Prepare it in advance
Prevention is better than cure. The main issue in winter is not possible corrosion of the frame, but dirt, slush and corrosion making brakes, cables, derailleurs and other moving parts stick. Mating surfaces such as seat post, stem or bottom bracket cups should be greased or treated with anti-seize compound before the winter season starts so they don’t rust together.
Keep it clean
There are two unavoidable facts about winter riding – your bike will get dirty, and it will not like it. All those moving parts suffer from being exposed to salty, wet roads. If left uncared for, the salt will begin to corrode and rust your nice bike. It’s surprising how quickly a chain can turn orange in winter. A good old-fashioned bucket of soap and water will do the job too, but there are plenty of bike-specific cleaning products on the market to help you a lot better. A degreaser and chain bath will make short work of mucky components. If you don’t have a garage and you don’t want to wash your bike in the shower, you may want to try some of the NoH2O cleaning products.
Lubricate the chain
In the winter months, it’s advisable to clean and lube your chain ideally after every ride depending on where you have been riding. Use a rag to dry off your chain and the spaces between the cogs on your rear cassette, then spray some lube onto the chain, turn the pedals and as you do so change up and down your rear gears allowing the chain to move up and down the cassette distributing the spray. Wipe off any excess with a cloth.
Put the winter tyres on
The roads in winter are wetter, dirtier and hold a lot more debris than any other time of the year, which can turn your ride into a nightmare. Winter-specific tyres will typically be a little heavier and have a higher rolling resistance than tyres more typically used for summer riding but in return, they’re likely to be more durable and offer increased puncture resistance. Preferred tyre width depends on conditions. Narrow tyres carve into soft, new snow and rest on the surface underneath. Wider tyres ride on top of packed snow and are less likely to be diverted by an uneven surface.
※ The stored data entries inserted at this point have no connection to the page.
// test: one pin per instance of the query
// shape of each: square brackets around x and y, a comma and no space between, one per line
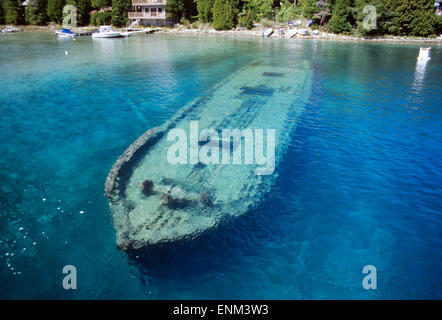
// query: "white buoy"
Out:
[424,54]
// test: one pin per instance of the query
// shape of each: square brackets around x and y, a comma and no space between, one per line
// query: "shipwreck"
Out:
[155,200]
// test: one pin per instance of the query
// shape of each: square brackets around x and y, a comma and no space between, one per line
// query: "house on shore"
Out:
[149,13]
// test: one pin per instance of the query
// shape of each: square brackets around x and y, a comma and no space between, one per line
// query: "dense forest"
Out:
[395,17]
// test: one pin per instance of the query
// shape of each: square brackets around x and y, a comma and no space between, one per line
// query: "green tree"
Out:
[2,13]
[204,8]
[225,14]
[99,4]
[309,8]
[179,9]
[55,10]
[175,8]
[12,12]
[35,12]
[415,17]
[119,12]
[83,9]
[340,21]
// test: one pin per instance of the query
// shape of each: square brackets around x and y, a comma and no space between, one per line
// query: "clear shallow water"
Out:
[360,184]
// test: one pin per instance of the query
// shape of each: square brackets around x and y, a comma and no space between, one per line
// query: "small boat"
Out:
[10,29]
[106,32]
[424,54]
[65,33]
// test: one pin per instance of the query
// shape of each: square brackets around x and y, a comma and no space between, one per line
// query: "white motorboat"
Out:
[424,54]
[106,32]
[65,33]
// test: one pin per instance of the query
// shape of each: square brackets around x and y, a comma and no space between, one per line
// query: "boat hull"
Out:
[106,35]
[154,201]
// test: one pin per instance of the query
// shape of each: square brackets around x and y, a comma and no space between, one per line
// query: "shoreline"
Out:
[253,33]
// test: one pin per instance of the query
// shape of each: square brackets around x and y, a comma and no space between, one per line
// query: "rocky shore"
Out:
[290,33]
[277,32]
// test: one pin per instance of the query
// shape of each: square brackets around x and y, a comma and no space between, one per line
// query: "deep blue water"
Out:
[360,184]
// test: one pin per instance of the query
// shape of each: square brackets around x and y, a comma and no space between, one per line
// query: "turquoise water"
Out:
[360,183]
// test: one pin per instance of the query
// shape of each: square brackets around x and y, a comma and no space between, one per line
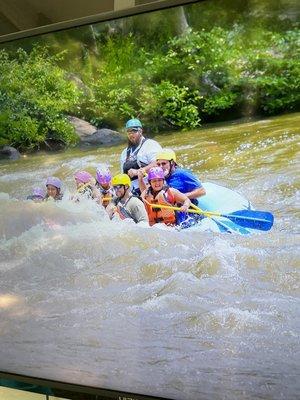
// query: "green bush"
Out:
[34,98]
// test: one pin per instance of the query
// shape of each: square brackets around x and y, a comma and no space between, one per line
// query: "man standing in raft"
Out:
[140,154]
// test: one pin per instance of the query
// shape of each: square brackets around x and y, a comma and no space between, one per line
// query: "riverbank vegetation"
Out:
[175,69]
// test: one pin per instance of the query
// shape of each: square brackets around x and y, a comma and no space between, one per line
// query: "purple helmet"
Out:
[38,192]
[156,173]
[52,180]
[103,176]
[83,176]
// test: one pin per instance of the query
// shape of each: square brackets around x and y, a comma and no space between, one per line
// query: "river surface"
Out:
[185,316]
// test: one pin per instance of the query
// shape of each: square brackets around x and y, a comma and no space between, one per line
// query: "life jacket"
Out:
[131,158]
[107,194]
[156,215]
[122,211]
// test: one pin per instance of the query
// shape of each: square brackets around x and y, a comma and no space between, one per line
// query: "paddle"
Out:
[261,220]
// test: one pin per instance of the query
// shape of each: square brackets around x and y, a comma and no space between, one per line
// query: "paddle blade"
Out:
[261,220]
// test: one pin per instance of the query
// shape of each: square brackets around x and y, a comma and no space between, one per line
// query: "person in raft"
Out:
[140,153]
[103,184]
[37,195]
[125,204]
[179,178]
[86,186]
[53,186]
[159,193]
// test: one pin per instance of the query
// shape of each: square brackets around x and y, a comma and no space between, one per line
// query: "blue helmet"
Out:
[133,123]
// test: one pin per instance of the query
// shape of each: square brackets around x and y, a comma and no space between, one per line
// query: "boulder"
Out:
[10,153]
[82,128]
[91,136]
[103,137]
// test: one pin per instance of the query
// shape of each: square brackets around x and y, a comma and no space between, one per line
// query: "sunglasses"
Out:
[117,187]
[134,130]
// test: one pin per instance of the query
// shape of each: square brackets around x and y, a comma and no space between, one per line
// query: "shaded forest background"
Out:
[174,69]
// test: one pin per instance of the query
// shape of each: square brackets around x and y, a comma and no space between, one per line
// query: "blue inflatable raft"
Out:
[223,200]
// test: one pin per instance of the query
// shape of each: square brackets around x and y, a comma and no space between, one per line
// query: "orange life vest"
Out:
[156,215]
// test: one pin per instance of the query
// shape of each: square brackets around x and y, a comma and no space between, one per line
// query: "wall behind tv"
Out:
[21,18]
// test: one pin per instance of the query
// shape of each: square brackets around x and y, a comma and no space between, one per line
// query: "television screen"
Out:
[203,307]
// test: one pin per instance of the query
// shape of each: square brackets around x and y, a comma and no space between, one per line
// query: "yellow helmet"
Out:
[121,179]
[166,154]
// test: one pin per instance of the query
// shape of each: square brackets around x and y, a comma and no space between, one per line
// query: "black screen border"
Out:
[93,19]
[64,389]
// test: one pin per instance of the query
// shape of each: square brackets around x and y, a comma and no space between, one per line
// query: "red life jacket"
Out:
[156,215]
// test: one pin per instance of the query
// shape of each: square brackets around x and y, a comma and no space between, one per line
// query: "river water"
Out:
[185,316]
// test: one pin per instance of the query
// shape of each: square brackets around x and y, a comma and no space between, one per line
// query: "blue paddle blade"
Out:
[261,220]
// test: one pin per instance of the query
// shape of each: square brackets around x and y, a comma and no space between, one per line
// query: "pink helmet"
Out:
[83,176]
[156,173]
[103,176]
[38,192]
[52,180]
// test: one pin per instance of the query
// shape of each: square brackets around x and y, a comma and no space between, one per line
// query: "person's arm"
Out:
[147,155]
[142,184]
[182,199]
[198,192]
[139,212]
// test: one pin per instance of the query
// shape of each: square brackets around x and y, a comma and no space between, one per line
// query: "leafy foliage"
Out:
[34,98]
[170,75]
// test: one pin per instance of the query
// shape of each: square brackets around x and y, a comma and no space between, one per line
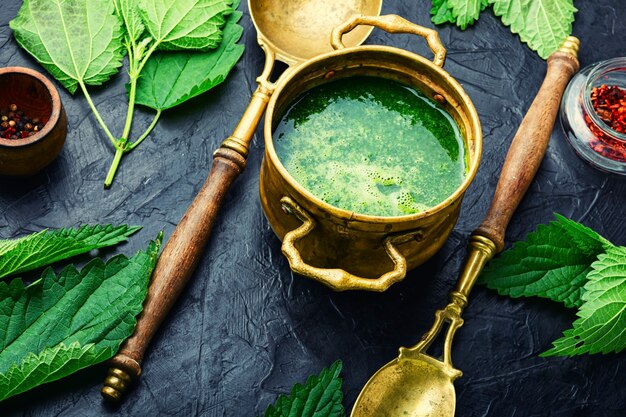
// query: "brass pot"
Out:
[342,249]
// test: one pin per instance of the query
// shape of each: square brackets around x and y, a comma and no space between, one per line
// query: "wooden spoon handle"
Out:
[529,145]
[184,249]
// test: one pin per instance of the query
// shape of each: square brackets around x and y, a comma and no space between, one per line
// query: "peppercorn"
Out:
[17,125]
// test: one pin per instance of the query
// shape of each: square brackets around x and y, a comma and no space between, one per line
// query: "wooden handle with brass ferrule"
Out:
[184,248]
[530,143]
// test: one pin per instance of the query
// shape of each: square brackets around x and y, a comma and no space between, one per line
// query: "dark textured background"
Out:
[246,329]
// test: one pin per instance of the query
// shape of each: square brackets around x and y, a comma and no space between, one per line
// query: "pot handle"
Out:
[339,279]
[391,23]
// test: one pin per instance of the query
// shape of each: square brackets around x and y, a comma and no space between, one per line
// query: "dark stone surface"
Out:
[246,329]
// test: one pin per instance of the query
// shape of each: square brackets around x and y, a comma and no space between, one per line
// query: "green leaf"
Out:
[76,41]
[50,365]
[128,12]
[548,24]
[512,12]
[170,78]
[64,323]
[321,396]
[442,12]
[185,24]
[49,246]
[466,12]
[553,262]
[542,24]
[601,326]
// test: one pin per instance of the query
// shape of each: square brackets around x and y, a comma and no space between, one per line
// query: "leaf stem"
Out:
[97,114]
[146,133]
[119,152]
[131,107]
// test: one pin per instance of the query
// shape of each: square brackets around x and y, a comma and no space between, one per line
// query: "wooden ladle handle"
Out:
[184,249]
[530,143]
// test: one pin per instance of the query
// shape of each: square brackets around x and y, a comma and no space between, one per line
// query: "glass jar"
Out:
[593,139]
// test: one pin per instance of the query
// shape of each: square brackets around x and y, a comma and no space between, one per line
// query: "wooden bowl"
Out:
[35,95]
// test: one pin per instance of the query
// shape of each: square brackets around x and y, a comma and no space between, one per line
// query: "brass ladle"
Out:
[416,384]
[290,31]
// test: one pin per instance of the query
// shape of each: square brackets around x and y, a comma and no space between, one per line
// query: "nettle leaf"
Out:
[49,246]
[542,24]
[442,12]
[171,78]
[128,12]
[467,12]
[321,396]
[76,41]
[50,365]
[601,325]
[512,12]
[186,24]
[64,323]
[548,24]
[553,262]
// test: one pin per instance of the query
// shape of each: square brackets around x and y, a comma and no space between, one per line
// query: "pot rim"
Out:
[343,214]
[55,112]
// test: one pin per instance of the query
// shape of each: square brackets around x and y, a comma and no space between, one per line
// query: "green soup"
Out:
[372,146]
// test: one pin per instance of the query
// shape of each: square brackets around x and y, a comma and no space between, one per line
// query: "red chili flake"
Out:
[609,103]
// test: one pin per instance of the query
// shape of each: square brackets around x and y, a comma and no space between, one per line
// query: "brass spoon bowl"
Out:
[416,384]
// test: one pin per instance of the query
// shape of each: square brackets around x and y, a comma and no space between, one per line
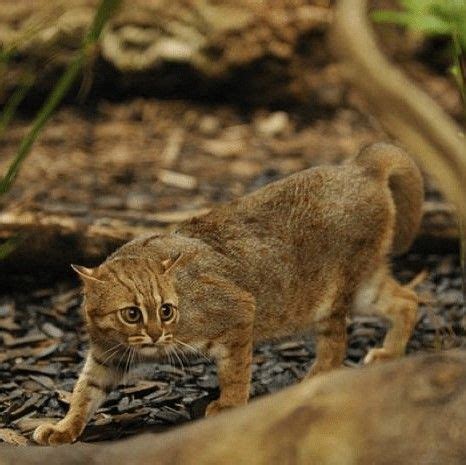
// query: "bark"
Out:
[431,136]
[411,411]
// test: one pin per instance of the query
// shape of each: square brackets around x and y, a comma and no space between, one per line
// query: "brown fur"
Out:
[299,254]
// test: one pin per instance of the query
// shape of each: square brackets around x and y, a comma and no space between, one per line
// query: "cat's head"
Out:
[132,302]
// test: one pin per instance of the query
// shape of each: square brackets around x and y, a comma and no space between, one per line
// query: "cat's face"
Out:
[132,303]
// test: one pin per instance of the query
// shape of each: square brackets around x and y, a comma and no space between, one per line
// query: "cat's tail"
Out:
[391,164]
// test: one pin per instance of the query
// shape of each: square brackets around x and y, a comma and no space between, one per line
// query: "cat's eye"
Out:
[166,312]
[131,315]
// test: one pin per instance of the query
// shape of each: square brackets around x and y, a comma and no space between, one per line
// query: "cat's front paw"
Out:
[53,435]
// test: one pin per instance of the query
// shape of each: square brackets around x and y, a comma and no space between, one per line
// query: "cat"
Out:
[300,254]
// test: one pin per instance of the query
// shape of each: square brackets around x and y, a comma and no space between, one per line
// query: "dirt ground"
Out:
[136,157]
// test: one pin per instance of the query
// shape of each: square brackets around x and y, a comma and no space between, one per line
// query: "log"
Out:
[431,136]
[411,411]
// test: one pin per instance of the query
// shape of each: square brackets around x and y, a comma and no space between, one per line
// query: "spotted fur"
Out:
[298,255]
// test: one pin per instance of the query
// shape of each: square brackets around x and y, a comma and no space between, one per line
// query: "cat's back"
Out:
[317,199]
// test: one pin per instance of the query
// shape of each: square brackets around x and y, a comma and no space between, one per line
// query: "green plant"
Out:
[104,12]
[439,18]
[435,18]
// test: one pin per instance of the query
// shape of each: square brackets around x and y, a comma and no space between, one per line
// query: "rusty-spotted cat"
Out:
[300,254]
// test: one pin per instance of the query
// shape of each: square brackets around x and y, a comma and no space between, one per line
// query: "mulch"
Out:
[45,344]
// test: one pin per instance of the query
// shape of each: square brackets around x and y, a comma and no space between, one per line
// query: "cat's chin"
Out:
[151,352]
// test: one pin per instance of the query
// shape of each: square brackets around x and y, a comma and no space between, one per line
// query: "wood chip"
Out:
[27,424]
[182,181]
[144,387]
[42,370]
[12,437]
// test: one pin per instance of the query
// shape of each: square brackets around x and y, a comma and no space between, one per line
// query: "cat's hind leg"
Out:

Love them or hate them, mudguards are a winter riding essential. They’ll keep your bum, lower legs and feet dry making things more comfortable for you. And if you’re riding in a group, they’re important to protect your riding buddies from the cold and dirty water sprayed from your tyres.
Keep the lights on throughout the season
Darker nights make for a more dangerous commute. But, with increasingly innovative bike lights on the market, there’s no excuse not to stay safe. It’s recommended to keep them on your bike throughout the winter for a good visibility even in the middle of the day. Even if you’re unlikely to ride when it’s dark, a small set of emergency lights is a worthwhile investment to get you out of trouble when necessary.